How to explain the incongruent results observed in Yaracuy?

The first speculation that I can offer is that the Electoral Registry (REP) fraud reported by Alvarez probably played a significant role in Yaracuy. Shifting people between states in addition to the normal registration of the misiones beneficiaries could have helped Gimenez a lot. In only 4 years Yaracuy increased its REP by 15% (bottom rows, from 260 to 304 K!). And I am assuming that no one was allowed to vote more than once. Only a careful analysis of the different districts shifts would shed some real light in this, but it is the work of professional politicians, not this blogger who makes no money out of this.
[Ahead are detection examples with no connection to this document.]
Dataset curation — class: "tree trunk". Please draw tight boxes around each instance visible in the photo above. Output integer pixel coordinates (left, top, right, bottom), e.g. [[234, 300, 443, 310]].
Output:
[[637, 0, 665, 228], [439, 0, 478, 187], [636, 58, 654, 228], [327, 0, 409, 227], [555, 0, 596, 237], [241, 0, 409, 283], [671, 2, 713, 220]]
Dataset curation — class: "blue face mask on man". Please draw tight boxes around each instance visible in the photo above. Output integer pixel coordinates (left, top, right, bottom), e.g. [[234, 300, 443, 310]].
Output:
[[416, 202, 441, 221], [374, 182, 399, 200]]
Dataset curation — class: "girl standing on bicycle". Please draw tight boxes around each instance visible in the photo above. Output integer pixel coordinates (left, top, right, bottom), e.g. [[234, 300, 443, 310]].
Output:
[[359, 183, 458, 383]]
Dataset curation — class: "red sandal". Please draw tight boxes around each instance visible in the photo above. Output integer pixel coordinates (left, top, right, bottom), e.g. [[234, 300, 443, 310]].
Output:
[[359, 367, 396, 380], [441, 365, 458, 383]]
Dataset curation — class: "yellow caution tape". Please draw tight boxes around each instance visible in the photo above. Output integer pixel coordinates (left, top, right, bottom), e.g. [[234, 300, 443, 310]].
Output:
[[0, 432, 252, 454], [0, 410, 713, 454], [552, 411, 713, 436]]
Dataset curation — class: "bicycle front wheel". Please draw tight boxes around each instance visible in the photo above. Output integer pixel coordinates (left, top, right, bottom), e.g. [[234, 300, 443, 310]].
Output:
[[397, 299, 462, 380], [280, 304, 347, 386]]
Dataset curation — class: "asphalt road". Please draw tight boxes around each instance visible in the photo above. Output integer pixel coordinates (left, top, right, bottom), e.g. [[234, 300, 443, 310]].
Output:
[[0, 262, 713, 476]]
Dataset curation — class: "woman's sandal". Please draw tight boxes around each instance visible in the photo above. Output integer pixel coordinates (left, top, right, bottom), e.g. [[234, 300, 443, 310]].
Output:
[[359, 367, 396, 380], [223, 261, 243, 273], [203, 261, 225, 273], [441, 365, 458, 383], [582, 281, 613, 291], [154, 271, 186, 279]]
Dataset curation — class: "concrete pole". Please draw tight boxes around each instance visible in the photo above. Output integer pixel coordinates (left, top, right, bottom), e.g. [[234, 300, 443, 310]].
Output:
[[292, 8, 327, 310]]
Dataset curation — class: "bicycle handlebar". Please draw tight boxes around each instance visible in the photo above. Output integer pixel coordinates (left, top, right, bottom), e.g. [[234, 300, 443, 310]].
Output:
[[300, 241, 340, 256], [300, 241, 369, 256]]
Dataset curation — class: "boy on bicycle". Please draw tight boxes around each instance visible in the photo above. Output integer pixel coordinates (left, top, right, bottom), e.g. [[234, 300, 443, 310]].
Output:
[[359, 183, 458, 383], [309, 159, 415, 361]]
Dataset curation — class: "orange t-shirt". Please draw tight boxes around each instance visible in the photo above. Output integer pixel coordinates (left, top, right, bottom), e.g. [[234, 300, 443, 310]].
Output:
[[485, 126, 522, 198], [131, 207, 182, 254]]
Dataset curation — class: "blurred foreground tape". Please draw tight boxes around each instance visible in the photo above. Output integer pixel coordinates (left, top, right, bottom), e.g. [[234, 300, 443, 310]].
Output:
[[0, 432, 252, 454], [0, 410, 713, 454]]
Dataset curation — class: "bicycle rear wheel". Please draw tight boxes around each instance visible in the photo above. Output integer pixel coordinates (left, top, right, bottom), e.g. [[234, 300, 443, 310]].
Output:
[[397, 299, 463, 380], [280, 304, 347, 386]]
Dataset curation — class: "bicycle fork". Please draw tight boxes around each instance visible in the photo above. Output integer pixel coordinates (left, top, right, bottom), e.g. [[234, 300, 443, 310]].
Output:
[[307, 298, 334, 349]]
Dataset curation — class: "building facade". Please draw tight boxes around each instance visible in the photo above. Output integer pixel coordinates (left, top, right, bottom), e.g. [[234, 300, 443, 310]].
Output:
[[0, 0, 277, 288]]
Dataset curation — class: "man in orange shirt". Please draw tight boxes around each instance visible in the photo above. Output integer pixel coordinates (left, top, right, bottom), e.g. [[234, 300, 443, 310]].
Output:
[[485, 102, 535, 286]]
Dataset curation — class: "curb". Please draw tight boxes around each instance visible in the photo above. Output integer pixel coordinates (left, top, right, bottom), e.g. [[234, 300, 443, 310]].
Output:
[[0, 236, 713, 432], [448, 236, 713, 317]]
The other speculation I can advance is that many Yaracuy electors are not very educated and just cannot be bothered in voting for all the ticket. Even more if they are late comer to the Yaracuy rolls! That is, they will accept that the electoral machineries that give them misiones benefits take them to the poll station. They go there, punch a button for governor and that is that! Indeed the wisdom of the people is great, the governor is the one that really calls the shots in the state and the legislature is a mild brake at best. So, why bother? Indeed there is a 34.5% abstention at the top of the ticket, on of the lowest in the whole country, but a 51.3% for the legislative votes!!!

Thus perhaps the Lapi electorate is a real electorate, depending more on educated folks and leadership that does not depend only on Lapi (a machinery to bring people to polls for example). The Gimenez electorate on the other hand seems to be a Chavez electorate. Since his managerial skills are lacking as for his performance at the head of the Independencia Town hall, he can hope that Chavez will do a good job for the next 4years if he wants a chance to retain his seat. If someone needs Chavez to send moeny to the misiones, it is Gimenez!